If you’ve ever seen a heron take flight or land afterward, you’ve probably admired how gracefully they move. Like cats, they seem to always stick the landing. Inspired by the flight and movement of birds like herons, researchers at Caltech created a clever, bipedal robot with a small stature and uncanny knack for balance. In its current form, LEONARDO, as they. call the robot, is strictly experimental. However, future applications could find LEONARDO tactfully sticking the landing on a solo mission to Mars or leading the way to adaptive landing systems for other robots on Earth.
Designer: Caltech
LEONARDO, or LEO for short, stands for LEgs ONboARD drOne and is equipped with a pair of multi-joint legs and propeller thrusters to stabilize its walking gait and allow the robot to hop and jump. Standing only 2.5 feet tall, LEO is lanky in proportions, with long legs and the main body measuring only half the length of them. These proportions aid in LEO’s varied locomotive capabilities, from flying to walking. The researchers at Caltech explain, “The point of LEO is to give unprecedented walking ability and to solve problems posed by hybrid locomotion. LEO is capable of many tricks: tight-rope walking, stair flying, and skateboard riding. LEO is helping engineers rethink how robots could move in the future and could open difficult environments to robotic exploration.”
While LEO is more or less a passion project that serves to experiment with the potential of locomotive robotics future applications could find LEO revolutionizing adaptive landing gear systems, not only for Earth-bound robotic exploration missions but for rotorcraft on Mars.

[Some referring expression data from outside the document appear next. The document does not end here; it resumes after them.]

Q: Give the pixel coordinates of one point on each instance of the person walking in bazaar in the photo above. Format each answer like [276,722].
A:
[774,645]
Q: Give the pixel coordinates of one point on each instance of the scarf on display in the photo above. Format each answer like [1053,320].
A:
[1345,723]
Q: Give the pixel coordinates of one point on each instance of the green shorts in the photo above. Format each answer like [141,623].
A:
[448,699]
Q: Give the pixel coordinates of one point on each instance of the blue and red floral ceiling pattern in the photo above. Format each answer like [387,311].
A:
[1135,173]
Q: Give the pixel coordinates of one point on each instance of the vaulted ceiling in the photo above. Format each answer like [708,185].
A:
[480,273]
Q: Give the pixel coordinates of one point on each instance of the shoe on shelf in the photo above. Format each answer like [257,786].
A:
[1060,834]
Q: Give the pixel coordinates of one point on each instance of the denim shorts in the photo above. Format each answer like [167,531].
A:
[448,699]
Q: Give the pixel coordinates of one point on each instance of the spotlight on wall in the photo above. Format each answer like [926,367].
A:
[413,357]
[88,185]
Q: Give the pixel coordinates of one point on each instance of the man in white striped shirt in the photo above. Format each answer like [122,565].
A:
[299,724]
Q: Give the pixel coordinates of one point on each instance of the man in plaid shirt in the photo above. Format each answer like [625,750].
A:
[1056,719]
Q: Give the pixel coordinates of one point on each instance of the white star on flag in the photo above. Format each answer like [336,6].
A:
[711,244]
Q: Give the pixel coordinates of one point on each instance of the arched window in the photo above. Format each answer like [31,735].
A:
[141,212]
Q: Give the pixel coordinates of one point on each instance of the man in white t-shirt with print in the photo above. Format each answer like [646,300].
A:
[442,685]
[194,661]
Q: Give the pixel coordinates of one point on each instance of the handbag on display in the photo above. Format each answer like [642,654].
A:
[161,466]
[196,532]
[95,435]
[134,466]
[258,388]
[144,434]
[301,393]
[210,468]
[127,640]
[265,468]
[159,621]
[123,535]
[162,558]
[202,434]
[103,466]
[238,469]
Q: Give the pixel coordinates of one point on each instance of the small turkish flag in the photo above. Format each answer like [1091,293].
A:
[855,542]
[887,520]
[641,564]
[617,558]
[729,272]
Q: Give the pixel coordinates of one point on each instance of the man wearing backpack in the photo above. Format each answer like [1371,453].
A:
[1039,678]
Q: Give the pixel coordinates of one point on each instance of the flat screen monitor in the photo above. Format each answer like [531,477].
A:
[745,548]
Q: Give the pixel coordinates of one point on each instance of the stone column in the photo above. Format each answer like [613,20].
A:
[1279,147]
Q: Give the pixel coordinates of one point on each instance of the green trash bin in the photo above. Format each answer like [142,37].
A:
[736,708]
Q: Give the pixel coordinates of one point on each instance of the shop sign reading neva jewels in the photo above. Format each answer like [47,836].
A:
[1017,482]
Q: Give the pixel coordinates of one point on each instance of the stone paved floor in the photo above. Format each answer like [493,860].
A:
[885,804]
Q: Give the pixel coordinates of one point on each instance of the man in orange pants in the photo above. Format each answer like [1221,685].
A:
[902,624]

Caltech researcher Soon-Jo Chung, Bren Professor of Aerospace and Control and Dynamical Systems explains, “By using a hybrid movement that is somewhere between walking and flying, the researchers get the best of both worlds in terms of locomotion. LEO’s lightweight legs take the stress off of its thrusters by supporting the bulk of the weight, but because the thrusters are controlled synchronously with leg joints, LEO has uncanny balance.”